歩いて程なくして、繁華街らしき場所にたどり着いた。そこには大規模な洋服の青空マーケットがあり、先に進むとイスラム系の人々が営む露店がたくさんあった。彼らは大半がウイグル人だと思うのだが、顔は様々で、誰がどういう国家的、文化的アイデンティティを持っているのかさっぱり分からなかった。ここにあるのはアジア版の人種の坩堝。中国西域は想像以上にカオスだった。
もちろん中国人と一目でわかる人もたくさんいて、人数比は半々くらいだろうか。しかし、中国人旅行客を差し引くと、ここで商売をしているのはウイグル人の方が多いと言えそう。一体、ウイグル人と中国人の関係はどうなのだろう。気になった僕は騒がしい繁華街を一通り歩いてみた。しかし、民族間の軋轢のようなものは感じられず、ベールとつばなし帽以外は至って普通の見慣れたアジアの繁華街だった。
しかし、ウイグル人の政治的な抑圧状態を伝えるものがひとつだけあった。それは通りに小さな居を構える中国の警察。SWATと書かれた建物の中を通りにがけにこっそり見たら、中には長い警棒を持った警察官が7、8人待機していた。彼らはきっと4年前のウイグル騒乱でも”活躍”したのだろう。

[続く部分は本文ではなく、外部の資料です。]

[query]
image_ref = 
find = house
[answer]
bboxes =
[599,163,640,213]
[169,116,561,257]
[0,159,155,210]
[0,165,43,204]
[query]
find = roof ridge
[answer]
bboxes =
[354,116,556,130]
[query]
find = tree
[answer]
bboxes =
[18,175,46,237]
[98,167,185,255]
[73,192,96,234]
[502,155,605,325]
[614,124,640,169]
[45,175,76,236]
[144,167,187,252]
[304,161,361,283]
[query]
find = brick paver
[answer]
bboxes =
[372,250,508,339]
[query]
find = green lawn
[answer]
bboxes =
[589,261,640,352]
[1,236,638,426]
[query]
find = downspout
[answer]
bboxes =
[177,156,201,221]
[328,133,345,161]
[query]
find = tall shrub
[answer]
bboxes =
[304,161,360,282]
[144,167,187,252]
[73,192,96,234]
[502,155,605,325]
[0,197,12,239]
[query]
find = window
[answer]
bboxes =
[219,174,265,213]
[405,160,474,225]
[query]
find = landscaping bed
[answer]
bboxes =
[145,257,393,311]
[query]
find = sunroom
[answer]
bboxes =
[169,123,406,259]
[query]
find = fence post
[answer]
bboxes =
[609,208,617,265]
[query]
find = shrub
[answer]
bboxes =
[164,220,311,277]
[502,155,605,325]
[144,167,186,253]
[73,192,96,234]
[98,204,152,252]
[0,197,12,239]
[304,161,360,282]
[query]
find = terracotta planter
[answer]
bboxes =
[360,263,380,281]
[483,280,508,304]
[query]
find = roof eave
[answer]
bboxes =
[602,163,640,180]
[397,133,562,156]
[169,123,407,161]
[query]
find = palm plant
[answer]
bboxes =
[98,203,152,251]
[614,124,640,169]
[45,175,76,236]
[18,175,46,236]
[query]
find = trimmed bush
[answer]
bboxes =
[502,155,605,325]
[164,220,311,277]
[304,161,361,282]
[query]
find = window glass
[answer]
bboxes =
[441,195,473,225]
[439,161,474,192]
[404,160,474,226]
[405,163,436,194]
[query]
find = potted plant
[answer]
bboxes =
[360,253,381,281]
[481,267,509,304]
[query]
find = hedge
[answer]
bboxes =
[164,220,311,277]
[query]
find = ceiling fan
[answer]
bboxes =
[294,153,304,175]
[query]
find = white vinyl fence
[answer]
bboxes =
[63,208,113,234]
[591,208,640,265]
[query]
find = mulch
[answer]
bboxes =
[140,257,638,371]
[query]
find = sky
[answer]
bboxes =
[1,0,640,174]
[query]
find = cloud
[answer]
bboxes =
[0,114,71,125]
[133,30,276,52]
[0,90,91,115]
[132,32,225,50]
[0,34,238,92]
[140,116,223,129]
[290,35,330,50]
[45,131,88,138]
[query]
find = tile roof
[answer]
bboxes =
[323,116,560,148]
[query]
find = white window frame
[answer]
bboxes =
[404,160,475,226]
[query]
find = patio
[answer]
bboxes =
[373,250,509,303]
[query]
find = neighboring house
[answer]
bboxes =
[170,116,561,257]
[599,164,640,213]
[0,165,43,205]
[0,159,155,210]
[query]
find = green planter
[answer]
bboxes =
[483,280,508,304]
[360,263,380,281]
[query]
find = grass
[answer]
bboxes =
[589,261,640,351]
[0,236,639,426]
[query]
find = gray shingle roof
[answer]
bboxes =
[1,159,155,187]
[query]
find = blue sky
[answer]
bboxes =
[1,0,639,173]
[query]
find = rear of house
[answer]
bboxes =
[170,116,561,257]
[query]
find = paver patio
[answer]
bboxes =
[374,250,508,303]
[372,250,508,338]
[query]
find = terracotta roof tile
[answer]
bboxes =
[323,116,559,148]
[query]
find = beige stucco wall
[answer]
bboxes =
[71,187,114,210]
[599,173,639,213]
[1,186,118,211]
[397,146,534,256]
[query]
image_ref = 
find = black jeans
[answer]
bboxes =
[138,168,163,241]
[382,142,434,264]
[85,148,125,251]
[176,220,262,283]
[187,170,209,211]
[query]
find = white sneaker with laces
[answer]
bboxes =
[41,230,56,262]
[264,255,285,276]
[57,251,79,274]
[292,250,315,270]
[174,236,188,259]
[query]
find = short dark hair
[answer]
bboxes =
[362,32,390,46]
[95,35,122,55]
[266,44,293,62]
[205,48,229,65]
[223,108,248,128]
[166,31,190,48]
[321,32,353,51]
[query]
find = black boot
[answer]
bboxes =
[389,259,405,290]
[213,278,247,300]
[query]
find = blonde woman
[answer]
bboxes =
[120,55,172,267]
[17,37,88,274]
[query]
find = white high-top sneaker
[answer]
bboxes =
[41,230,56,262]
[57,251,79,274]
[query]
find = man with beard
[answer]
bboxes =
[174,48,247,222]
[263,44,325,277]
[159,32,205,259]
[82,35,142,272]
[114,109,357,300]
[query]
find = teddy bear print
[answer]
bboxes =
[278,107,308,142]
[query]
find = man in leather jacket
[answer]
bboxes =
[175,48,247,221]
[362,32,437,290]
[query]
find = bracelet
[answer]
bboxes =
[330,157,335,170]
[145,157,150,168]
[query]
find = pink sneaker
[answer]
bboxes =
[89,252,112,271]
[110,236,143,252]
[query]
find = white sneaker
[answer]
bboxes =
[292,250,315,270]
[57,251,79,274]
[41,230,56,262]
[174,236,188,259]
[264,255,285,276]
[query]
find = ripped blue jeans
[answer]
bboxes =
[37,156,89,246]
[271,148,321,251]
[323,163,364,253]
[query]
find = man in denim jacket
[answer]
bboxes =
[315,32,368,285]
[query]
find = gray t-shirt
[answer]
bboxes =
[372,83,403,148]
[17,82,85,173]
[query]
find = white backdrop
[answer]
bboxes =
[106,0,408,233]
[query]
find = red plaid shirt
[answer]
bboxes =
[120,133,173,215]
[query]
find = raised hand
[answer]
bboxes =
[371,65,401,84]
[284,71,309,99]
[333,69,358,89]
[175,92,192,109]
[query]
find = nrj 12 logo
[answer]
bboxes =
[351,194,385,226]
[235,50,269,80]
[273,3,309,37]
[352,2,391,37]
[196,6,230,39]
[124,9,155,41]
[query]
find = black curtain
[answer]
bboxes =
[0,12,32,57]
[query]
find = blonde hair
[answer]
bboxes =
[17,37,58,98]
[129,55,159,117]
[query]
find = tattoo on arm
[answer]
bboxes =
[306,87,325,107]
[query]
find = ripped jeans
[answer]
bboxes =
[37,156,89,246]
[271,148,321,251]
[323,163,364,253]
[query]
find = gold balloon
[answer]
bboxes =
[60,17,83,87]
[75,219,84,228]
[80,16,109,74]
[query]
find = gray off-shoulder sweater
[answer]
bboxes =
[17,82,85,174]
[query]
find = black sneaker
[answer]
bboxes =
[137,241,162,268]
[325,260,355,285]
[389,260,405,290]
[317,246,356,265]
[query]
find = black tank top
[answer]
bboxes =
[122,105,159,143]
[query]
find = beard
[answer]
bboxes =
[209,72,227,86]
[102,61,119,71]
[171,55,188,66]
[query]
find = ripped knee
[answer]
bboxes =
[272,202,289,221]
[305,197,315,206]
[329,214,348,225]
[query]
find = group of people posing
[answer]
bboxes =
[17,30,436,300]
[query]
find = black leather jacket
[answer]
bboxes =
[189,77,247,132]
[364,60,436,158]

繁華街を徘徊した後は、人民広場と呼ばれる広場へ向かった。場所が分からないので、「人民広場」と打ったiPhoneの画面を何度も人に見せて確認。簡体字でないのにも関わらず、聞いた人は全員同じ方向を指してくれた。ここウルムチは、僕を散々苦しめてきた「たらい回し」の文化圏ではないのかもしれない。
人民公園到着。実はこの公園に来たのは、天池という絶景の景勝地へのツアーを予約できるという情報をネットで得たため。だが、見渡す限りここはただの広場。旅行代理店の類は一切なく、ハトと中国共産党の記念碑しか見当たらない。記念碑には誇らしげに「中国人民解放軍進軍新疆記念」と書かれていた。そして、その右側面にはウイグル語の翻訳。ウイグル人にとって、これは敗北と支配の象徴だろう。しかし、中国のこの地への関わりは1,000年以上前からの話で、支配するという点については中国が悪いと一概に断罪はできない。大国のそばに生きる少数民族の宿命とも言える。

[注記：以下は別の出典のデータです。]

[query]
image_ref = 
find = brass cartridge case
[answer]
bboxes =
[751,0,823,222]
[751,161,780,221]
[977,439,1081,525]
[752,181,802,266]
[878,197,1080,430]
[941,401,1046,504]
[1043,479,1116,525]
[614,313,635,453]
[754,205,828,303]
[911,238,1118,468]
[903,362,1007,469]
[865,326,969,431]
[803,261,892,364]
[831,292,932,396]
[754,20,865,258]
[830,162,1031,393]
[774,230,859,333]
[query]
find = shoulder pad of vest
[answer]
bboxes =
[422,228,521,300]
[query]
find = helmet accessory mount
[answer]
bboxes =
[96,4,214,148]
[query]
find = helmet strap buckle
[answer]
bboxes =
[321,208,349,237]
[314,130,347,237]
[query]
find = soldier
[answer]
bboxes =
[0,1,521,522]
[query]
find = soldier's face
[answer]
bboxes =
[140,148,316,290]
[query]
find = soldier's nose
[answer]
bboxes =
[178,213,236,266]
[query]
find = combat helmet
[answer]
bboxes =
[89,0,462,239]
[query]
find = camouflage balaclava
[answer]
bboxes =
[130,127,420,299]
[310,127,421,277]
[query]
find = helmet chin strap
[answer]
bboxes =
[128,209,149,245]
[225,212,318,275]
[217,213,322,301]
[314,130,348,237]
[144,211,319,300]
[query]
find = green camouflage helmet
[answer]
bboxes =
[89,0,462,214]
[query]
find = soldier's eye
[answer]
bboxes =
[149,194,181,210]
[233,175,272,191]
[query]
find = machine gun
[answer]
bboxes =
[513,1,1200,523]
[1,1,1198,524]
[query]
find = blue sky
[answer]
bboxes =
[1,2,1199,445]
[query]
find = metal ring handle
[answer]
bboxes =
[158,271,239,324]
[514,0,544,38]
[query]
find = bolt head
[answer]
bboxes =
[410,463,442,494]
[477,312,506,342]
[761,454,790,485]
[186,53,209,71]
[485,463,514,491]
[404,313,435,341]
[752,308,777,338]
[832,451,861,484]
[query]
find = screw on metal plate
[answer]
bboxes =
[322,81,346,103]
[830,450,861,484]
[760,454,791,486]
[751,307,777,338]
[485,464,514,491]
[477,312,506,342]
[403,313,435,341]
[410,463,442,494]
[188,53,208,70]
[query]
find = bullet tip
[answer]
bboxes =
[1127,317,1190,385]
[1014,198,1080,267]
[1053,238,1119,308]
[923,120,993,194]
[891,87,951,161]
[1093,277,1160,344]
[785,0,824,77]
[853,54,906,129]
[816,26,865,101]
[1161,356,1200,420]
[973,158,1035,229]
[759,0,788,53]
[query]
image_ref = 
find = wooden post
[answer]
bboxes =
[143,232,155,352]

旅行代理店を見つけられなかった僕は、繁華街の方へ戻った。そして、繁華街の裏側に回ってみると、ウイグル人の集団がせわしなく何かの準備に追われているのが見えた。きっと夜のマーケットの準備に違いない。あまり漢民族は見かけなったので、やはりこの辺りはウイグル人の商圏なのだろう。

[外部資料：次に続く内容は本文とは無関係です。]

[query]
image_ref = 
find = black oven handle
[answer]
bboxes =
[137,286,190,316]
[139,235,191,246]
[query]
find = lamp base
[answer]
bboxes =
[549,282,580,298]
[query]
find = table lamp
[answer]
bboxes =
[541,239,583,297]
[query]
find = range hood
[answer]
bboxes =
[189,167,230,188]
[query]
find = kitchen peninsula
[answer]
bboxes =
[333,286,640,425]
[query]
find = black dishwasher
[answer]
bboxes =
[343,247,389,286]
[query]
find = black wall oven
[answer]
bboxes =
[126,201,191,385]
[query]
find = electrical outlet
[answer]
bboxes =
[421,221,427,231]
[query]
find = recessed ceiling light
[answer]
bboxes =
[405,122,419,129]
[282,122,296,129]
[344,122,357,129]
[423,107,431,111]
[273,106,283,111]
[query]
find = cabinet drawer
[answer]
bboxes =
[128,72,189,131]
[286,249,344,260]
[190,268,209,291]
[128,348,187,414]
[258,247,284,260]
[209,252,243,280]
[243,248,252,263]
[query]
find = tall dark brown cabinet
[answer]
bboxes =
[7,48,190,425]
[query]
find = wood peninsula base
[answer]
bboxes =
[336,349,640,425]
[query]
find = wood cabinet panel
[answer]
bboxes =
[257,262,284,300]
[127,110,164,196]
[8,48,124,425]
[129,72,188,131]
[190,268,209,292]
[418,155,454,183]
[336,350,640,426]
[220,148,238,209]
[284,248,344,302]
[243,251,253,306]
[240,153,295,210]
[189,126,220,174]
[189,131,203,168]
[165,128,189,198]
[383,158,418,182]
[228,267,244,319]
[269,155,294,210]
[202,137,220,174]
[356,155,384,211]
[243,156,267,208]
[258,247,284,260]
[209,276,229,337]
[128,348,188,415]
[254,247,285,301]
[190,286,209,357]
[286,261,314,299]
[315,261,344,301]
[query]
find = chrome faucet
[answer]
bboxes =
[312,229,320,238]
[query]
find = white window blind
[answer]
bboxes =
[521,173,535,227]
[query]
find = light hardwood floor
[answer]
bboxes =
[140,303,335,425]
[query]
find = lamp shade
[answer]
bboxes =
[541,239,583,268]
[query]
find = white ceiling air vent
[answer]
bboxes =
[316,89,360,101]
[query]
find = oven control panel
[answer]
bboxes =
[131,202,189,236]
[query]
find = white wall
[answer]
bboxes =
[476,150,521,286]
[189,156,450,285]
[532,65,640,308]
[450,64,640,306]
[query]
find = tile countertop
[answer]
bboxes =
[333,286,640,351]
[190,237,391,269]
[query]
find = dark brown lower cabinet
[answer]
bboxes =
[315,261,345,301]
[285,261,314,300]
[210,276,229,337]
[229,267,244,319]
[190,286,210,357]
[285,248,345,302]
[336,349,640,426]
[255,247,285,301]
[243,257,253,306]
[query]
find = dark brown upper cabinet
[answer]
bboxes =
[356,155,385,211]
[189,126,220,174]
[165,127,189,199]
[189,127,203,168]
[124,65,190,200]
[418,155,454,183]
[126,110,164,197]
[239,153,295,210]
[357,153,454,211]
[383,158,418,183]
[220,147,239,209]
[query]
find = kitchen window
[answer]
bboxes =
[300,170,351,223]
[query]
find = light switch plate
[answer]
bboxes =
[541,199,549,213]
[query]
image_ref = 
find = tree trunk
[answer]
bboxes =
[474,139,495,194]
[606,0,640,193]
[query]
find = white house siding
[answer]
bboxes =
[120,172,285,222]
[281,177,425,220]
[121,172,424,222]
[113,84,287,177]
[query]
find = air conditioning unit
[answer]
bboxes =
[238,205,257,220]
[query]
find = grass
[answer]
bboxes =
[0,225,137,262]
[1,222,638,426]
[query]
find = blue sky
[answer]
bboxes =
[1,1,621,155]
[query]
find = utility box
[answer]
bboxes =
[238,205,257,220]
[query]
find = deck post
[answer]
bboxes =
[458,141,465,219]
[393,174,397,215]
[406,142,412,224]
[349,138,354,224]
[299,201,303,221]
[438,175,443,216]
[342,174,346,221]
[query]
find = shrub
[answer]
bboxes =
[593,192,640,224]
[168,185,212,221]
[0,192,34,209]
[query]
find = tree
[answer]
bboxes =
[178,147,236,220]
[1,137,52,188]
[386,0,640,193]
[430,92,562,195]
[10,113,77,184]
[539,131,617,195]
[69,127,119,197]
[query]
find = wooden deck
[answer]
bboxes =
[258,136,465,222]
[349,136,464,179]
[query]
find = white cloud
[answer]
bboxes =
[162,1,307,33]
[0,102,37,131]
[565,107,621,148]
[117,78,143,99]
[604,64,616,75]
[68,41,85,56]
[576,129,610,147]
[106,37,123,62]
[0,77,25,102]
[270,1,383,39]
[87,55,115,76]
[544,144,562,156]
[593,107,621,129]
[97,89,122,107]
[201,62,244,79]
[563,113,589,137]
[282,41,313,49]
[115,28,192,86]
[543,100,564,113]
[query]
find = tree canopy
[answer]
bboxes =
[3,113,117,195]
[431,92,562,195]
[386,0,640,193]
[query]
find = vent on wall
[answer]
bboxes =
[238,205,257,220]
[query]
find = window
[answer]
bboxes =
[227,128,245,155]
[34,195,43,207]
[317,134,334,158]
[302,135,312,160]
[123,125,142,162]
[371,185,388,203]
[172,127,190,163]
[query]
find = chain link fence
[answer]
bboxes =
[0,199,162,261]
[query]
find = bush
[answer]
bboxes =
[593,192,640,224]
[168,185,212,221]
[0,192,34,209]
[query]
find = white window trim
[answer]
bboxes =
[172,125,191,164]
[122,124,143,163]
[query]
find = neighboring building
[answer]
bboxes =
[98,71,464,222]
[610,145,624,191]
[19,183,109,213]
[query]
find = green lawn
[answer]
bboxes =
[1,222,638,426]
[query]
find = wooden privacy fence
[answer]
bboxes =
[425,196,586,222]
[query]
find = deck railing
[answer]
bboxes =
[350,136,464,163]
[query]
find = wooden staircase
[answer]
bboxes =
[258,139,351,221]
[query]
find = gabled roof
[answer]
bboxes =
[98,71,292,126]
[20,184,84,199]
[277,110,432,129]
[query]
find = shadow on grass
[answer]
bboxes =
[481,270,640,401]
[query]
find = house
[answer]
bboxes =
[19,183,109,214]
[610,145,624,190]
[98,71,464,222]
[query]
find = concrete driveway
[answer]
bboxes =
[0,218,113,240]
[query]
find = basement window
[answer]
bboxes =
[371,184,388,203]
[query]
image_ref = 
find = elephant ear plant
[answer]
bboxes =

繁華街の隣には、道路を挟んで大きな公園がある。多分人民公園という名前だった気がするが定かではない。ここでは多くの市民が民族音楽に合わせて踊りを踊っていた。僕の目を引いたのは、この踊りの少し風変わりな振り付け。彼らは阿波踊りのような動きをしながら、時折くるくる回転していた。後で事情通の友人に聞いたらこれは中央アジアのスタイルらしい。
もう十分ウルムチを満喫したので、食事をして帰ることに。僕は昼のレストランで見かけたピラフを食べるため、途中で見かけたウイグル人のレストラン街に向かった。このピラフは国民食なのだろう、どの店もピラフが入った大きな鍋を店頭に置いていた。
注文して出てきたのは、山盛りのピラフと付け合せの野菜。上には何かのリブが乗っていて、食べてみたら羊だった。羊のリブはほとんどが脂で、食べていると口と手がてかてかになる。西安では羊の脂身は臭いが気になって食べれなかったが、こちらはすんなり食べれた。鮮度が違うのか、それとも調理法が違うのか。何にせよ、これもラグマンと同様辛くなかったのでおいしく頂いた。
帰りは乗ってきたバスで戻ろうと思ったのだが、今自分の所在地すら分からない人間がホテル行きのバス停を見つけられるはずがない。歩き疲れていた僕は、すんなりバスを諦めてタクシーに乗ることにした。しかし、ここで予想外の困難に直面。タクシーが全く止まってくれないのだ。僕を避けているわけではなく、どのタクシーも客を乗せている状態。タクシー乗り場もないし、混沌とした道路でひたすら手を上げ続ける苦行が続いた。
結局、タクシーを捕まえられたのは30分後。疲労と苛立ちで僕の心は完全に折れていた。しかもウイグル人のタクシーの運転手はホテルの場所をはっきり把握できず、執拗に僕を質問攻め。住所を見せる以外に手段がない僕は、ウイグル語を被弾し続けて満身創痍。不毛のやり取りを経て無事にホテルについた僕は、この旅で初めてビールの缶を開けた。ウルムチに乾杯というわけではないが、今日体験した異文化の衝撃と歩き倒した疲労を整理するには、ほんの少しアルコールの助けが必要だった。